Mahkememizce verilen ara karar gereğince bilirkişi raporu alınmasına karar verilmiş olup 19/03/2023 tarihli bilirkişi raporunda özetle;”Talimat raporunda davacının ticari defterlerinin incelendiği, davacının ticari defterlerinde davacının icra takibine dayan ettiği faturaların davacının ticari defterlerindeki yevmiye kayıtları ile tespit edildiği ve netice olarak davacının 03.01.2018 takip tarihinde davalı/borçludan olan alacak talebi gibi, 6.544,81 TL asıl alacaklı olduğu tespit edildiği, Davalının faaliyet adresinin; …/… adresi olduğu, Davalı taraf, ticari defterleri de ibraz etmemiştir, buna göre; Davalı taraf kendi iktidarında bulunmasına rağmen kendi defterlerini ibraz külfetini yerine getirmediği, bu halde davalının ticari defterlerini ibrazdan kaçınıp kaçınmadığı hususunun takdiri Mahkemeye ait olduğu, Davacı ile davalı arasında …, …, …San ve Tic. A.Ş. Yetkili Servis Sözleşmesi başlıklı tarafların kaşe ve imzası ile 26.08.2016 tarihinde 9 sayfadan ve 50 maddede ibaret bir sözleşme imzalandığı, Mahkeme’nin Davacının Alacaklı Olduğunun Kabulü Halinde: Davacının talimat bilirkişi raporu ile davalıdan 03.01.2018 tarihinde 6,544,81 TL alacaklı olduğu tespit edildiğinden; TCMB verilerinden 03.01.2018 takip tarihi itibariyle avans faizi oranının talep gibi %9,75 olduğu görüldüğünden, davacının belirlenen 6.544,81 TL asıl alacağına takip tarihinden itibaren %9,75 ve değişen oranlarda kademeli olarak avans faizi yürütülebileceği, faizin infaz aşamasında hesaplanması gerektiği” sonuç ve kanaatine varılmıştır.

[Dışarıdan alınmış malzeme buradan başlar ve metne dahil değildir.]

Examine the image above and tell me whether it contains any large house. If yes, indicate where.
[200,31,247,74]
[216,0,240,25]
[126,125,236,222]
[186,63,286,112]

Mahkememizce 02/10/2019 tarihinde davanın kabulüne verilmiş, davalı tarafın kararı istinaf etmesi üzerine İstanbul Bölge Adliyesinin 13. Hukuk Dairesi’nin 2020/1716 Esas, 2022/1784 Karar 01/12/2022 tarihli ilamıyla; Davacı tarafından dosyaya ibraz edilen sözleşme, eklenmek suretiyle davalıya isticvap davetiyesi çıkartılıp sözleşme altındaki imzanın kendisine veya çalışanına ait olup olmadığı yönünde beyanının alınması için davalının adresi itibariyle ilgili mahkemeye talimat yazılması, davalının ilgili döneme ait BA formlarının ilgili vergi dairesi müdürlüğünden getirtilmek suretiyle dosya arasına konulup mahkemece, davalı tarafa incelenecek döneme ait ticari defterlerini inceleme gün ve saatinde bilirkişi incelemesi için ibraz etmesi, edilmediği taktirde sonuçları da hatırlatılmak suretiyle davetiye çıkartılıp mali müşavir bilirkişiden rapor alınması için davalının adresine göre ilgili mahkemeye talimat yazılıp sonucuna göre karar verilmesi gerekirken eksik inceleme ile yukarıdaki şekilde karar verilmesi yerinde olmayıp davalının istinaf sebebi yerinde görülmüş, HMK.nun (Değişik:22/07/2020-7251/35md.)353/1-a6 maddesinde; “Mahkemece, uyuşmazlığın çözümünde etkili olabilecek ölçüde önemli delillerin toplanmamış veya değerlendirilmemiş olması ya da talebin önemli bir kısmı hakkında karar verilmemiş olması.” hali, kararın kaldırılarak, dosyanın mahkemesine iadesi sebepleri arasında gösterilmiş, Sonuç itibariyle, davalının istinaf başvurusunun kabulüne, ilk derece mahkeme kararının HMK’nın 353/1-a-4,6 maddeleri gereğince kaldırılmasına, yukarıda belirtildiği şekilde işlem yapılarak oluşacak sonuca göre karar verilmek üzere dosyanın mahkemesine gönderilmesine karar verilmiştir.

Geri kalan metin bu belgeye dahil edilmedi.